Canadian Banknotes One Dollar Note 1967 Centennial of Canadian Confederation
Canadian Banknotes One Dollar Note 1967 Canada's First Parliament Buildings
Canadian Banknotes One Dollar Note 1967 Centennial of Canadian Confederation
Bank of Canada - Banque du Canada
On 3 January 1967, a $1 note commemorating the centennial of Canadian Confederation was introduced into circulation.

Obverse: Portrait of Her Majesty Queen Elizabeth II, Queen of Canada, based on a photograph taken by Yousuf Karsh, placed on the right side of the obverse, the first series to carry the portrait of Elizabeth as queen. The photograph was the same one used for the 1952 Canada 2-cent stamp, but was flipped to have Elizabeth II face left, and the diamond tiara she was wearing was removed. The final image was engraved by George Gunderson, master engraver at British American Bank Note Company, after receiving approval from Elizabeth II.
This was the first series to include the Canadian coat of arms, which appeared centrally in the background of the obverse. The obverse includes a green monochrome adaptation of the stylised maple leaf Centennial logo marked with the years 1867 and 1967. The border of the original design was modified to include the text "Le centenaire de la confederation Canadienne" and "Centennial of Canadian Confederation".
Signatures: Governor of the Bank of Canada (Gouverneur) - Louis Rasminsky; Deputy Governor of the Bank of Canada (Sous-Gouverneur) - John Robert Beattie.
  The image on the reverse of this version shows the original Parliament Buildings, which were destroyed by fire in 1916, and is the same engraving used for a Dominion of Canada banknote designed and printed in the 19th century.
  Two variants of the design were printed; the first had the serial number at the top of the obverse, whereas the second and more common variant had the years 1867 and 1967 printed twice flanking the apex of the coat of arms. In 1968, the Bank of Canada stopped issuing the commemorative note and once again began circulating the $1 banknote with the Saskatchewan prairie on the reverse.

Canada banknotes - Canada paper money
"Devil's Head", 1954 series
  The 1954 Series was the third series of banknotes of the Canadian dollar issued by the Bank of Canada. The banknotes were designed in 1952 following the accession of Elizabeth II to the throne after the death of her father George VI. The banknote designs differed significantly from the preceding 1937 Series banknotes, though the denomination colours and bilingual printing were retained.
  The banknote series became known as the "Devil's Head" series, leading to design modifications for all denominations.
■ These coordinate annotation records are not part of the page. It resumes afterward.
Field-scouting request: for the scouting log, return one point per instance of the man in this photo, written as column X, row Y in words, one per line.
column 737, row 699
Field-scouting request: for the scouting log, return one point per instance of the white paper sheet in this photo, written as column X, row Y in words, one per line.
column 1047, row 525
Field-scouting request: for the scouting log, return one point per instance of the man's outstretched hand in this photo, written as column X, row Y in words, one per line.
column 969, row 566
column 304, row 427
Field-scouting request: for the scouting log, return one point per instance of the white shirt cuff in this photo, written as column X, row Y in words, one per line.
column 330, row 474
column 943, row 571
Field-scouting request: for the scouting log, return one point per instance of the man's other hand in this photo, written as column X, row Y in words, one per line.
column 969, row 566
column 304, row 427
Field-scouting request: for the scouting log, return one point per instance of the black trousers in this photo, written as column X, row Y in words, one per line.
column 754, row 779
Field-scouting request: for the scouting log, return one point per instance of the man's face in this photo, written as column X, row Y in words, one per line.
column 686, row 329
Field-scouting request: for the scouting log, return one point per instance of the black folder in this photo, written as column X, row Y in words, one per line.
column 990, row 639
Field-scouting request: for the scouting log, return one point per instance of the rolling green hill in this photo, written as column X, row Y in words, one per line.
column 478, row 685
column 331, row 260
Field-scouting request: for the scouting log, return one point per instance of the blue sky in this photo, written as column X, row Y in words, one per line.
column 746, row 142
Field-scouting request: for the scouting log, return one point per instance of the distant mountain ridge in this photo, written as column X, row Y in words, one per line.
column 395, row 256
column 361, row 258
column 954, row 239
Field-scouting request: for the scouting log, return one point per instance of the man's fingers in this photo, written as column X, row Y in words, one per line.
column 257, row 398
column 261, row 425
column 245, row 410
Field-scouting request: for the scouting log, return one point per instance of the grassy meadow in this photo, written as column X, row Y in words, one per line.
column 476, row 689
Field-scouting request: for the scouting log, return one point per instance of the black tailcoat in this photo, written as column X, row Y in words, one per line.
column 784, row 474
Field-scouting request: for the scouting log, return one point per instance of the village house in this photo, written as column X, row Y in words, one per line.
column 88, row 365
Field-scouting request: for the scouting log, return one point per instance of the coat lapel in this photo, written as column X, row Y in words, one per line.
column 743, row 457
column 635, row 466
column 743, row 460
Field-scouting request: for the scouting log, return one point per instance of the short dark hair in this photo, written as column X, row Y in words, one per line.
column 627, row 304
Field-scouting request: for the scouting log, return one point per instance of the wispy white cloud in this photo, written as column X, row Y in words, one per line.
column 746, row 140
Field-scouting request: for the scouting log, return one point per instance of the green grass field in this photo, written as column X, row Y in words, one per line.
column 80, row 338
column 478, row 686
The second variant of the series was issued in 1956.
  The new notes were introduced by Graham Towers, the Governor of the Bank of Canada, to the Parliamentary Press Gallery in June 1954, and entered circulation that September. In advertisements that ran in Canadian newspapers in September 1954, the Bank of Canada stated that design and use of two colours on the obverse were security features to deter counterfeiting.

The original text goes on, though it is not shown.